Integrating his personal vivid biographical recollections (as a former DP-boy, as a professor at U.S. universities, as a temporary director of the Latvian Gymnasium (High School) in Muenster, and as a director of the Occupation Museum in Riga) with theoretical considerations and scientific discourse, he formulated an impressive and urgent plea for research on the Baltic diaspora, including the culture and reminiscences of still living witnesses.
Nollendorfs identified four pillars of exile communities and their cultural identity – organisations, culture, education and politics. He also underlined the valuable contributions that the exiles make when expressing their more open viewpoints formed by democratic traditions outside of their country of origin. An open and critical mind is very necessary when discussing the traumas of the Holocaust and the Soviet occupation, especially in post-Soviet Latvia and other countries.

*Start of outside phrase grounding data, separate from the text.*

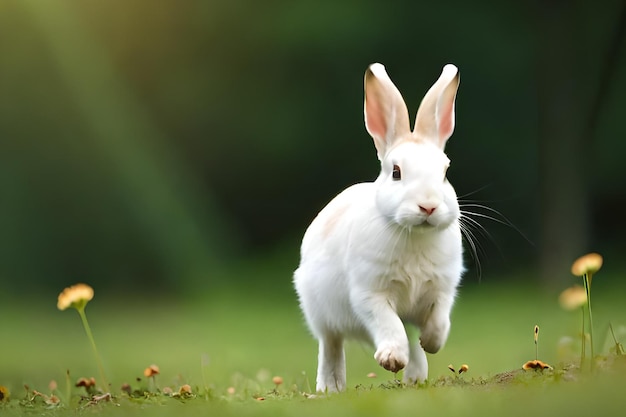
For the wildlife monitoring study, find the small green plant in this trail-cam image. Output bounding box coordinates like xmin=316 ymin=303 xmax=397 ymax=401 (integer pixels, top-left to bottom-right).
xmin=534 ymin=325 xmax=538 ymax=359
xmin=144 ymin=364 xmax=160 ymax=391
xmin=57 ymin=283 xmax=109 ymax=392
xmin=608 ymin=323 xmax=625 ymax=356
xmin=447 ymin=364 xmax=469 ymax=380
xmin=558 ymin=284 xmax=588 ymax=368
xmin=522 ymin=325 xmax=552 ymax=370
xmin=200 ymin=354 xmax=211 ymax=399
xmin=570 ymin=252 xmax=603 ymax=370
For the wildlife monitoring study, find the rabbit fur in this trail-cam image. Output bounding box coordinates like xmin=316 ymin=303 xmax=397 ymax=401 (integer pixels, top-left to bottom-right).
xmin=294 ymin=63 xmax=464 ymax=392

Dr. Nollendorf´s statements set the guidelines for the presentations and discussions on Saturday the 20th of November 2010. All of the speakers demonstrated how archives, libraries, museums and doctoral researchers cope with the challenges to preserve the Baltic heritage, emphasising the German and European diasporas. Although each speaker approached the documentation process from a different angle, the common goal was to make the descriptions of exile experiences accessible for the following generations. About 20 participants from Latvia, Estonia, Lithuania, the USA, Great Britain and Germany shared their experiences in the hope of facilitating the development of a European network Baltic Exile in Germany and Western Europe concerning this special Baltic exile topic within the global Baltic Heritage Network (to be coordinated by the Latvian Center in Muenster (LCM).
In the evening the participants were invited to join the ceremony commemorating the occasion of the 92nd Latvian Independence Day at the LCM. The popular Latvian journalist and former graduate of the Muenster Latvian Gymnasium (High school), Dainis Mjartāns, spoke once again about the global network of the Latvian diaspora, specifically emphasising the role of the Latvian Gymnasium (high school) and later the Latvian Centre in Muenster. The evening was rounded off with an impressive framework of music (the Balticoro choir from Hamburg) and Latvian culinary specialties.
On Sunday the 21st of November 2010, Dr Karlis Kangeris – a former inhabitant of the refugee camp on Grevener street in Muenster and an expert on Latvian exile history – led the group on a walking tour of Muenster showing the traces of Latvians throughout the city (from the Hanse days up to the Latvian Centre).